Haider moved to exile in Kolkata, India where he lived for 13 years. In 1987, the Indian government refused to extend his visa. Then Indian Prime Minister Rajiv Gandhi also ignored pleas from PEN America, namely Susan Sontag and Kurt Vonnegut.

Günter Grass, a Nobel laureate German writer who was also living in Kolkata at the time, wrote a personal letter to the then German Foreign Minister, Hans-Dietrich Genscher, requesting that Haider be given asylum in Germany. After the German government approval, Haider moved to Berlin in 1987.

Haider later became a Deutsche Welle (DW) journalist in Germany.

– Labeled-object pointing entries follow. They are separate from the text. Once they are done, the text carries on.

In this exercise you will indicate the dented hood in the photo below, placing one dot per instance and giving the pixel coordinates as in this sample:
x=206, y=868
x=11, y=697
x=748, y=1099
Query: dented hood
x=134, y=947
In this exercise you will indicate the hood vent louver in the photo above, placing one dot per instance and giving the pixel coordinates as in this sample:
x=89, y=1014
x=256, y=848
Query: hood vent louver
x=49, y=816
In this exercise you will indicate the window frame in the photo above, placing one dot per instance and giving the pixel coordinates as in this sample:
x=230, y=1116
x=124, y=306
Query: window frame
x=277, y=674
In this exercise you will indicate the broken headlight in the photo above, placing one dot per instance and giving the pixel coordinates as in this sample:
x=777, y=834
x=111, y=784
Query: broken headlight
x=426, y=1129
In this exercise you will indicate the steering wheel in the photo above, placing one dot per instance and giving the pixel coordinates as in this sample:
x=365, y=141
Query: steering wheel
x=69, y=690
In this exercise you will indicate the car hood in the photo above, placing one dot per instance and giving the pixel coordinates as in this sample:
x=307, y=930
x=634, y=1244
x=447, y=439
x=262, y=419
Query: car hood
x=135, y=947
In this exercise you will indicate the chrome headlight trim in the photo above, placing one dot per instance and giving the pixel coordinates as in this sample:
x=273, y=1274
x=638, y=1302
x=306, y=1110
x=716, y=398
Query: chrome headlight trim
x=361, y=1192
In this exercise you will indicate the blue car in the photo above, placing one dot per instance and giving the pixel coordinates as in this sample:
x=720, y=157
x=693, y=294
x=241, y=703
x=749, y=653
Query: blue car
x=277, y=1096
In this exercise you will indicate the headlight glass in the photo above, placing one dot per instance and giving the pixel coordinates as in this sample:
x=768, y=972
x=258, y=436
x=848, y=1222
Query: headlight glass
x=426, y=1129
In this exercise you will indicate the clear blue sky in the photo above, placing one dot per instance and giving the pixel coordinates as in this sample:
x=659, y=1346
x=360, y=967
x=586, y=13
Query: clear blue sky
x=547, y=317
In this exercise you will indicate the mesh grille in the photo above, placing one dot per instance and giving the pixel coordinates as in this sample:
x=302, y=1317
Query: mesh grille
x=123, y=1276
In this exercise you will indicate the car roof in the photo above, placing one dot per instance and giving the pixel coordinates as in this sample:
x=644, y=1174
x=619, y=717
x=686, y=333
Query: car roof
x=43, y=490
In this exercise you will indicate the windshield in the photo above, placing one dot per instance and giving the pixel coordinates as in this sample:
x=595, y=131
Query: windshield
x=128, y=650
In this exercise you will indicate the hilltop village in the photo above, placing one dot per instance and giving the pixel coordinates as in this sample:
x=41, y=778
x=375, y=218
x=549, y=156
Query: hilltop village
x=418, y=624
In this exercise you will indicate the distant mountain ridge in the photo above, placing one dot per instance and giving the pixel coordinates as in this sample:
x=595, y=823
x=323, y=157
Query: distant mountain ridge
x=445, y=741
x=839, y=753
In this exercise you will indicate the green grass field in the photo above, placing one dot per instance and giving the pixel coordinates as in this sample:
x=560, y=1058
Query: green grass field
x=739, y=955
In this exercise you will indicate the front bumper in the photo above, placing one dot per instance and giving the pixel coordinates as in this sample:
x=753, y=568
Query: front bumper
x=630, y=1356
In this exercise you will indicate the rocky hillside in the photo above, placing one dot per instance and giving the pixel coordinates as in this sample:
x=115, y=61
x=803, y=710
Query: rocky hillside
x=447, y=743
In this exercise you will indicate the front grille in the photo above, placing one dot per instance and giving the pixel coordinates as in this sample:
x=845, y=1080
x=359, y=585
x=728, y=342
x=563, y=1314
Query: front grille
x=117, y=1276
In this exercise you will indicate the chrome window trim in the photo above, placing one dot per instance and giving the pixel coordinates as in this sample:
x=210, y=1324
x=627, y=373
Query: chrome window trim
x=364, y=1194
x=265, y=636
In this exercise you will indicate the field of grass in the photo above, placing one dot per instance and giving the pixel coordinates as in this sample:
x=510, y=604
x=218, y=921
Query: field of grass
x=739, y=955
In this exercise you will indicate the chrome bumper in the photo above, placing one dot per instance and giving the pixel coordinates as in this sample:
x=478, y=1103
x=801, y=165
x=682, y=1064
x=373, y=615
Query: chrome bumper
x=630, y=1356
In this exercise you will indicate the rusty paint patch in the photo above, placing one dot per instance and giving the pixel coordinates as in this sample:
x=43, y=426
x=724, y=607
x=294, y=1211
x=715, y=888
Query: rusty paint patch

He wrote his first articles for DW in 1989, on the topics of homeland and homelessness. He wrote around 30 books while in exile in Germany which were published in India and Bangladesh.

== Personal life and death ==
Haider was an atheist and never married. He rejected a German citizenship offer, instead he held a special UN visa that identified him as "stateless (Bangladesh)".

Haider died on 26 April 2025, at the age of 73, at a clinic in Berlin, Germany. He was buried at St. Michael Cemetery in Hermannstrasse in the Neukölln area of Berlin. Several German media outlets published his obituary. A programme was arranged in his memory at the Kurt-Tucholsky Library.

==Awards==
- "The best poem of Asia" from the London-based Poetry Society award in 1973.